Across all tasks, GenRM with CoT consistently outperformed the other methods by several percentage points, including the specially trained discriminative reward model. On the GSM8K math reasoning benchmark, a Gemma-9B model trained for GenRM solved 92.8% of the problems, surpassing the performance of GPT-4 and Gemini 1.5 Pro.

“Unifying solution generation with verification, as done by GenRM using the next-token-prediction objective, consistently improves verification performance across all tasks,” the researchers write. “This improvement is observed for both direct and CoT-based generative verifiers, suggesting that teaching the verifier to imitate correct solutions generally helps.”
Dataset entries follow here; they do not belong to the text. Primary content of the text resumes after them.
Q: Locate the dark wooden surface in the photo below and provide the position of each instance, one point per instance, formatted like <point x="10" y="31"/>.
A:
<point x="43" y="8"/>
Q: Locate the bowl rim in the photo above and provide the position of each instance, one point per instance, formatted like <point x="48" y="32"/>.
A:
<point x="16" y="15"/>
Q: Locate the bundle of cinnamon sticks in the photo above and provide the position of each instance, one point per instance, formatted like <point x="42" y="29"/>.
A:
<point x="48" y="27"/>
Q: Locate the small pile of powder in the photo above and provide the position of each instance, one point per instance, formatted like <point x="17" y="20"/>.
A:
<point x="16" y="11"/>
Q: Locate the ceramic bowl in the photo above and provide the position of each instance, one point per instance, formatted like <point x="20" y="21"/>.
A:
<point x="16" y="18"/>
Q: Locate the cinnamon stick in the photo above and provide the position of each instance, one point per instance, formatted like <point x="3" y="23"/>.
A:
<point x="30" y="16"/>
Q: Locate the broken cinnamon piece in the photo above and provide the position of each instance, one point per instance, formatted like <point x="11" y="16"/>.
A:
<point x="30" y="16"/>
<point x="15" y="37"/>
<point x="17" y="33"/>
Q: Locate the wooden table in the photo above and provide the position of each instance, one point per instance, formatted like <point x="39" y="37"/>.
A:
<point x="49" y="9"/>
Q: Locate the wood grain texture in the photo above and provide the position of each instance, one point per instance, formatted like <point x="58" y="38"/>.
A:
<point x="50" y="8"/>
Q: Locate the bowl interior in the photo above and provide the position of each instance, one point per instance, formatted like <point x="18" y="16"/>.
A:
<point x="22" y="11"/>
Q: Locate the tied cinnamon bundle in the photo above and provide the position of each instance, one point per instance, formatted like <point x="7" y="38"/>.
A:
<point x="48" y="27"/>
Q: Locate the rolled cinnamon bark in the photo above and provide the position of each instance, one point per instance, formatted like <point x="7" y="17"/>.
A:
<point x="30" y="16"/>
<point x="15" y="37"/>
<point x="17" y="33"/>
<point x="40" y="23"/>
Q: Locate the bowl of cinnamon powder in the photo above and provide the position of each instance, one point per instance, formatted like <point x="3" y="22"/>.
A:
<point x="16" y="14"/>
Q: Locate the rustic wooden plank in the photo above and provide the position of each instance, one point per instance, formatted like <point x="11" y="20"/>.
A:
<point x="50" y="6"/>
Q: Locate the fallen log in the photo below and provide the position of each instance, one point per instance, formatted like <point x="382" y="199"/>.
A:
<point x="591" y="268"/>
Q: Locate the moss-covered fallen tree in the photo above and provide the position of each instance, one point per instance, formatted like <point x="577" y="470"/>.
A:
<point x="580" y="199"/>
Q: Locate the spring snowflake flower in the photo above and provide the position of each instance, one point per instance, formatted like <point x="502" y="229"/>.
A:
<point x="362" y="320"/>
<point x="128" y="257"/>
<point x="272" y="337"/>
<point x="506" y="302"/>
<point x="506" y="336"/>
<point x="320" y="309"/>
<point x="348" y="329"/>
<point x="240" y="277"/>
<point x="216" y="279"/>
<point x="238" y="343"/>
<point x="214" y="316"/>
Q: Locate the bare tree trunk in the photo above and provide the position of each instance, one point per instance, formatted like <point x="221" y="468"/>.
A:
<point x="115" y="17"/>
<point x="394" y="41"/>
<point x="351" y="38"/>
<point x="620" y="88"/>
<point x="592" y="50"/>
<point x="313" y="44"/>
The experiments also showed that GenRM scales favorably with increasing dataset size and model capacity. Furthermore, GenRM with CoT continues to improve when allowed to sample more responses. This gives more flexibility to LLM application developers to balance accuracy and compute costs.

“Compared to classic verifiers, GenRM using the same data can still outperform them (by jointly training on generation and verification), and GenRM training is just standard fine-tuning,” Agarwal said. “That said, to fully utilize the GenRM abilities, we need critiques/verification rationales that explain the reward label. For high-quality data, this can be done using humans, but a more scalable option would be to use synthetic LLM-generated rationales.”

Possible future directions for GenRM could include scaling synthetic verification rationales on open-ended generation tasks, integrating GenRMs into reinforcement learning pipelines, and leveraging advanced LLM capabilities such as few-shot learning, retrieval-augmented generation, ReAct, and code generation and execution to enhance verification.